お客がスマホでメニューを注文 「SelfU」提供開始 店舗の省人化やインバウンド対応にも:40%も業務削減
お客がスマホでメニューを注文できるサービス「SelfU」の提供が開始。会員登録は不要で、店内のバーコードをスマホで読み取る。居酒屋や焼き肉店などと親和性が高いという。テスト導入した店舗では40%ほどの省人化に成功している。
モバイル決済システムのShowcase Gig(ショーケース・ギグ、東京都港区)は9月4日、スマートフォンを使ったテーブルオーダーサービス「SelfU(セルフ)」の本格提供を開始した。
SelfUは、従来ホールのスタッフが受けていた注文を、お客自身のスマートフォン操作だけで完了できるサービス。お客がスマートフォンで注文用のバーコードを読み取ると、注文ページにアクセスでき、そこから注文を行う。会員登録は必要ない。注文は、ホールスタッフがスタッフ専用アプリを使い確認。キッチンのスタッフにはプリンターから伝票が印刷され、それを基に調理する。
同社は、2013年にモバイルオーダーサービス「O:der」を開発。主にテイクアウト業態の飲食店へサービスを提供してきた。広報担当者によると、18年頃から、飲食店や小売店でオペレーション改善などのニーズが急激に高まり、デジタル施策が目立つようになったという。こうした背景から、イートイン業態へのサービス展開を決めた。SelfUの導入により、スムーズな店舗運営や人件費の削減を見込む。
導入に向いている業態としては、「店員を呼びづらい店」を挙げる。具体的には、店内がにぎやかで大きな声を出さないと呼べなかったり、店員が少なく忙しそうで呼び出しづらかったりする店だ。また、追加注文が多い店舗とも親和性があるという。
インバウンド向けに、外国語にも対応。スマートフォン上で設定されている言語に合わせて、自動的に言語が切り替わる。外国語を話せるスタッフを常駐させる必要や、外国語のメニューを用意する必要もなく、店舗のインバウンド対応を手軽に行うことができる。現在は英語と中国語のみだが、今後は韓国語などにも対応していく考えだ。お客が自ら注文することで、ホールスタッフによる「打ち間違い」などがなくなり、クレーム処理の必要もなくなる。
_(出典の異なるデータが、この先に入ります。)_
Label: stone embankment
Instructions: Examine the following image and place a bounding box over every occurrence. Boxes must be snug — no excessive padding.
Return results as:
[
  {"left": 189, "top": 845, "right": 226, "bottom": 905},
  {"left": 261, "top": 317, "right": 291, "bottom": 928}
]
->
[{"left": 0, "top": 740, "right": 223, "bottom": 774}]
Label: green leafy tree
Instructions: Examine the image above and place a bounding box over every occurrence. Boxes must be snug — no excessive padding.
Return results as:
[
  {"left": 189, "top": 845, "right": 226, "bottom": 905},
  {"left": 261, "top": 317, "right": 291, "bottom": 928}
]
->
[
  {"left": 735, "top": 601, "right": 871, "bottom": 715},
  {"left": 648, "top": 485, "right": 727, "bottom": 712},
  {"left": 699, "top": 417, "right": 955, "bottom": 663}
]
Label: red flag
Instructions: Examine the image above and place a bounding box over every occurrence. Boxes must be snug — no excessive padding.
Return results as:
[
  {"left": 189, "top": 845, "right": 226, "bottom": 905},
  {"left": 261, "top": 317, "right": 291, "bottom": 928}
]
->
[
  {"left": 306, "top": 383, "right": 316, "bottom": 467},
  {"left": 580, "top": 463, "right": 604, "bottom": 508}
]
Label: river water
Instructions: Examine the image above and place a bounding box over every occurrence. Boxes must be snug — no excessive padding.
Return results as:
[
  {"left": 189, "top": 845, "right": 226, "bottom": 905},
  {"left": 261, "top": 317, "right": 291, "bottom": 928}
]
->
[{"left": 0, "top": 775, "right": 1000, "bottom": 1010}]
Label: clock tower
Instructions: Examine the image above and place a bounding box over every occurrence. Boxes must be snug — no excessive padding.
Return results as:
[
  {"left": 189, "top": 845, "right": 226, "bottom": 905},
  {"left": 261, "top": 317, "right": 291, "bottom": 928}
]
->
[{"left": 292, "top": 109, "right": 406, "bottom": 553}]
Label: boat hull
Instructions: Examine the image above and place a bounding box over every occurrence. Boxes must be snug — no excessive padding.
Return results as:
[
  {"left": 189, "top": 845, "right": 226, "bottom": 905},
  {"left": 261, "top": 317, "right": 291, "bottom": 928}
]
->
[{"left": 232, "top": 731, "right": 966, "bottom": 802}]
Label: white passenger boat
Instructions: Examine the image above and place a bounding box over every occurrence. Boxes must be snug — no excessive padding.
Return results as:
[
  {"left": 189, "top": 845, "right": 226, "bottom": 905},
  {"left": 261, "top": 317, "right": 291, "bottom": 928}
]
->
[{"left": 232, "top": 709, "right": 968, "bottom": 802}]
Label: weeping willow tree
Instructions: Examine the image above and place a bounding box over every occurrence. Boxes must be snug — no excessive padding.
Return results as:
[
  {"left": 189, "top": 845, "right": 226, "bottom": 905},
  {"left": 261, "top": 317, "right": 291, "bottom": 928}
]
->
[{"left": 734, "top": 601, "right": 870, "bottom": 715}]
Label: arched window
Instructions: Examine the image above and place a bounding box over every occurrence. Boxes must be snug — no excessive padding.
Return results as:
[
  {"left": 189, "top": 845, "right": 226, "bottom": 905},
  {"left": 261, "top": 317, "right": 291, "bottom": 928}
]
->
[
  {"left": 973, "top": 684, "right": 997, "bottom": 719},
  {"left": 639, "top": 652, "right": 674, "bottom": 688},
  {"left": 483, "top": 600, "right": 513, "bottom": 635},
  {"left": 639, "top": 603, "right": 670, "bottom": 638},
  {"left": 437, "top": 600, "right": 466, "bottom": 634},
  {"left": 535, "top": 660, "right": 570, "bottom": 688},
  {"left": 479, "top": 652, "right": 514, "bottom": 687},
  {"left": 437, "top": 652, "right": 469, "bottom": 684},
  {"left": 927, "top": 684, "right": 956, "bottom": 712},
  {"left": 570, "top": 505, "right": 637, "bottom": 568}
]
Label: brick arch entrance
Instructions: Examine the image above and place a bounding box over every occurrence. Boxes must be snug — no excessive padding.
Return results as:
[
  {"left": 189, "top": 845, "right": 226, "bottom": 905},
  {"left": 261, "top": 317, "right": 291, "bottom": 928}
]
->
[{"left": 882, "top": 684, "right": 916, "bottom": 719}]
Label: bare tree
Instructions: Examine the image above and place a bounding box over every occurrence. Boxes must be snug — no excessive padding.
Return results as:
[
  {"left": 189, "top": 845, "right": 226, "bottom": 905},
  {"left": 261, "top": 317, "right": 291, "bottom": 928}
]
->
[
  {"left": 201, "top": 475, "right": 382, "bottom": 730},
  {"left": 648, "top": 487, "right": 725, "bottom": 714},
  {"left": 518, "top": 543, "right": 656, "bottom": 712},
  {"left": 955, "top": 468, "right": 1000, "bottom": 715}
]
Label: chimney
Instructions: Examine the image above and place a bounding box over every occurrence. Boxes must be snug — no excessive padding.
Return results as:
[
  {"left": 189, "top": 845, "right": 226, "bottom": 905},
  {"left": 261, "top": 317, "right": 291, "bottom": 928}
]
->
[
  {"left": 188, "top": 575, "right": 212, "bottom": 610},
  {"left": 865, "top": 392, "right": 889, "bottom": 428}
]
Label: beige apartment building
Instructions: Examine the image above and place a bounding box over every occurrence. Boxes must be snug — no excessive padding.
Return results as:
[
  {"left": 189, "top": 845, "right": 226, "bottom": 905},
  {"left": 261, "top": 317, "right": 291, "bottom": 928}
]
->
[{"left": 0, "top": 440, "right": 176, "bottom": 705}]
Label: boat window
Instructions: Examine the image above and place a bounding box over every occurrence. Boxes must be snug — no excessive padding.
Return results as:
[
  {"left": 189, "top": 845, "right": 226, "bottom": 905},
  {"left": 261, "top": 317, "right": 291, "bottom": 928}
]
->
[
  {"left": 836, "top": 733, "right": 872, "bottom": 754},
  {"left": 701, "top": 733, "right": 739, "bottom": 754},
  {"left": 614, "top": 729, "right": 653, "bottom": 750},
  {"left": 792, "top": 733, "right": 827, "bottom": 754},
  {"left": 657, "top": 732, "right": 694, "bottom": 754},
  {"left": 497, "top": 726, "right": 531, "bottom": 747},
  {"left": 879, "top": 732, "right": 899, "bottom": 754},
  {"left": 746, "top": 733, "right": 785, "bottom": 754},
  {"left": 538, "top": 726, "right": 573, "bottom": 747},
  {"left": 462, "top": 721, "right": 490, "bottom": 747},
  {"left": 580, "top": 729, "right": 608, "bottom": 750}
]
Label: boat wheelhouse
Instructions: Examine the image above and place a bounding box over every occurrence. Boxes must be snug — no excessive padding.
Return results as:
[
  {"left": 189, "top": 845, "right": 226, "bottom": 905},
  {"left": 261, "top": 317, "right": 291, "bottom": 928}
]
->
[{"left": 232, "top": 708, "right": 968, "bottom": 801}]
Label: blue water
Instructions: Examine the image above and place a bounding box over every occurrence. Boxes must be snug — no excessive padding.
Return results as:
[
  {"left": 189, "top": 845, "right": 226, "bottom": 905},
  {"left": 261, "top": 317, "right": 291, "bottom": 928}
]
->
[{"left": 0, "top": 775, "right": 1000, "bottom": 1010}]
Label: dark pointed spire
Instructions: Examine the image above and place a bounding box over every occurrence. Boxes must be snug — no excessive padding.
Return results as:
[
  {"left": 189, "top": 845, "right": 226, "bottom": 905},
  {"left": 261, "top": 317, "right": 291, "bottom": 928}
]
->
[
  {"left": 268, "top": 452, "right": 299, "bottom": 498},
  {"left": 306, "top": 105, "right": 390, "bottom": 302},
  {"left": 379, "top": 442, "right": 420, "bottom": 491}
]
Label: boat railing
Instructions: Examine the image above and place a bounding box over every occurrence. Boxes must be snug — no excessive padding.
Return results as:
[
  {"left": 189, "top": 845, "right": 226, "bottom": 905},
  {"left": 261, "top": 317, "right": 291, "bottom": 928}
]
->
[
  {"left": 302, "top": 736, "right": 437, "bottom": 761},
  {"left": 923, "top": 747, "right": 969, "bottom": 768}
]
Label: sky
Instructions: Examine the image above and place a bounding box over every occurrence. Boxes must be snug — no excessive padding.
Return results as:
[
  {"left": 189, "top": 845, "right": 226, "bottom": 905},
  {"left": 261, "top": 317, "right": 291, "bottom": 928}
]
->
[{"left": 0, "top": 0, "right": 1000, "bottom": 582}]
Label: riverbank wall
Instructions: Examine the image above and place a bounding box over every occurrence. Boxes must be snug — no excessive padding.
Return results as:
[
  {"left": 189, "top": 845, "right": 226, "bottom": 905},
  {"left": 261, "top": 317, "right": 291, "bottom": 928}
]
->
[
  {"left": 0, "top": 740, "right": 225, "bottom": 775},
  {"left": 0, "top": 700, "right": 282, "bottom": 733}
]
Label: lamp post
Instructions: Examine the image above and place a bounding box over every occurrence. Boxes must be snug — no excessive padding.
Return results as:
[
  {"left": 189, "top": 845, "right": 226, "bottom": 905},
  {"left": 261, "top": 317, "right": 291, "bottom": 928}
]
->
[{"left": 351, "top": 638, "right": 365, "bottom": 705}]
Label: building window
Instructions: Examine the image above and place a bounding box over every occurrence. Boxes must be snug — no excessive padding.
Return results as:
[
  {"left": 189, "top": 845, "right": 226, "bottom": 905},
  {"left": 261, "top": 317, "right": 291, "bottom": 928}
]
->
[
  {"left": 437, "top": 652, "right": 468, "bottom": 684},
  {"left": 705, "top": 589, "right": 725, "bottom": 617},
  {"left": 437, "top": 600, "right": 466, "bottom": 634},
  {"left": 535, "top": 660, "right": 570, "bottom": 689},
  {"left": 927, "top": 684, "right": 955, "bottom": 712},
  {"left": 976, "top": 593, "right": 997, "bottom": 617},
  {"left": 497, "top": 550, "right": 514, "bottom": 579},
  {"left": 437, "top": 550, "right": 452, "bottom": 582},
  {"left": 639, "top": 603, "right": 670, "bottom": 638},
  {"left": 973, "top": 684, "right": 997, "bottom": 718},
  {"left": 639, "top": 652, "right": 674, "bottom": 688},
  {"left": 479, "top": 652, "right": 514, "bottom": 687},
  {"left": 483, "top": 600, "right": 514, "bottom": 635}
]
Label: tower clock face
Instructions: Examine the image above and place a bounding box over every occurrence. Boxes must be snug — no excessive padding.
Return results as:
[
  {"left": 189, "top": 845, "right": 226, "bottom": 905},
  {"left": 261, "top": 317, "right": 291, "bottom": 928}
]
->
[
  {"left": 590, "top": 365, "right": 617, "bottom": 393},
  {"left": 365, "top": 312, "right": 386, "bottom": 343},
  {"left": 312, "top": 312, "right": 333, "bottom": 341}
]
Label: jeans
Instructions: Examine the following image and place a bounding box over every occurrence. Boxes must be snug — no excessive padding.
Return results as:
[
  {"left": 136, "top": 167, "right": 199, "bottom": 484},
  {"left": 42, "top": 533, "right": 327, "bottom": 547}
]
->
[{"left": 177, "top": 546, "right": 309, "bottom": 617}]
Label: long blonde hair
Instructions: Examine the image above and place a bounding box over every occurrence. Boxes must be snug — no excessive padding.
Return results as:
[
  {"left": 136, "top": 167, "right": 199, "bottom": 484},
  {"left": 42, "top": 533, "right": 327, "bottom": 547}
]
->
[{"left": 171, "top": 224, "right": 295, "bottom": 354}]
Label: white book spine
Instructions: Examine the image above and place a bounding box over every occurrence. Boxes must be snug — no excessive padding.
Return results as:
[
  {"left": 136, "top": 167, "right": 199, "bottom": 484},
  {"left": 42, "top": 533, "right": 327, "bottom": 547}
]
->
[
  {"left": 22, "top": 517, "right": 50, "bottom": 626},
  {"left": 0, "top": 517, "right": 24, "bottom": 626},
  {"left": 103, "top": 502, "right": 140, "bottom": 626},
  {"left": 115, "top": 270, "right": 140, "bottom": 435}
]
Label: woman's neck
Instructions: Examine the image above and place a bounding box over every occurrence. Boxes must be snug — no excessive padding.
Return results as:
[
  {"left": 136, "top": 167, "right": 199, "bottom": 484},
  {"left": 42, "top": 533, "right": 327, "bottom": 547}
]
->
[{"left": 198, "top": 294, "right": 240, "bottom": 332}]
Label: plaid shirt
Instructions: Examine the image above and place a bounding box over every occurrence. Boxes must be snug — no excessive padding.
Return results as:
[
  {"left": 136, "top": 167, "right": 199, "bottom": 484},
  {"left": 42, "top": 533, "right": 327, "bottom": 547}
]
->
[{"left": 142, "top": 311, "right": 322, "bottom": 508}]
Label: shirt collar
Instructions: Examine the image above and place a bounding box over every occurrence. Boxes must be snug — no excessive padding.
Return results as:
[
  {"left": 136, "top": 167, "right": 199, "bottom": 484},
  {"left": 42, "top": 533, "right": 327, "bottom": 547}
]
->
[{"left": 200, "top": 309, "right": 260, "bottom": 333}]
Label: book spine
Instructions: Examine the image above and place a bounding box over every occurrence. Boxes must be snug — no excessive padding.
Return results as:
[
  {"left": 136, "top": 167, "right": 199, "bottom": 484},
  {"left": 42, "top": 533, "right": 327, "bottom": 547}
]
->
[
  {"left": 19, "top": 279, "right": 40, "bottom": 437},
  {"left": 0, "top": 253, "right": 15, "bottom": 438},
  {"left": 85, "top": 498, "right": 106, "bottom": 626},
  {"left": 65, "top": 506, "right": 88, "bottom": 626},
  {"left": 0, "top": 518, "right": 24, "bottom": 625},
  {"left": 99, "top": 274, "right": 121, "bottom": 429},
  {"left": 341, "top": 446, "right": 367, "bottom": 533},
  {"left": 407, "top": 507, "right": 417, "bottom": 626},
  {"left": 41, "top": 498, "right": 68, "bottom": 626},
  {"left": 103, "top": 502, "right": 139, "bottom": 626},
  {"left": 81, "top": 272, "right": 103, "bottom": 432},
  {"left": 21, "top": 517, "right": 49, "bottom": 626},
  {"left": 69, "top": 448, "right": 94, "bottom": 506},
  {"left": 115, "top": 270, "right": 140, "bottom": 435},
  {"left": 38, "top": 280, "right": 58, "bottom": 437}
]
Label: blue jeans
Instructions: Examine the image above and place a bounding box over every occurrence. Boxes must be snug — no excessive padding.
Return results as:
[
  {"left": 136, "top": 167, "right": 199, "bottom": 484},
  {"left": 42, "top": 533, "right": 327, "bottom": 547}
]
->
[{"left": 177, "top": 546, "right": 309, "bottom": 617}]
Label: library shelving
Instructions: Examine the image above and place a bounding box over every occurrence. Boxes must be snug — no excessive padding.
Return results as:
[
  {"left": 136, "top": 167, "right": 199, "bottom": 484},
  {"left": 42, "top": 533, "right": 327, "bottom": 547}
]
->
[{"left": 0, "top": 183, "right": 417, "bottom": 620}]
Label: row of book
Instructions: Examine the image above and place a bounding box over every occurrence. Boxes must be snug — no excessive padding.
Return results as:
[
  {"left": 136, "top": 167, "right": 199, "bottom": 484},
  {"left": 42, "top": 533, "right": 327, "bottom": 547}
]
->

今回の本格提供にせんだって、相性が良いとされる焼き肉店や居酒屋でテストを行った。サービスを使用するに当たって店舗から追加で出た要望をシステムに反映させたり、オペレーションが変わるため、店員の最適な配置設定や役割の調整を行ったりした。その結果、導入前と比較して40%ほどの業務を削減できたという。
今後は決済機能や会員登録などのサービス拡充も見込む。お客のアレルギー情報などを登録してもらい、個々人のニーズに合わせたメニューのレコメンドなども検討している。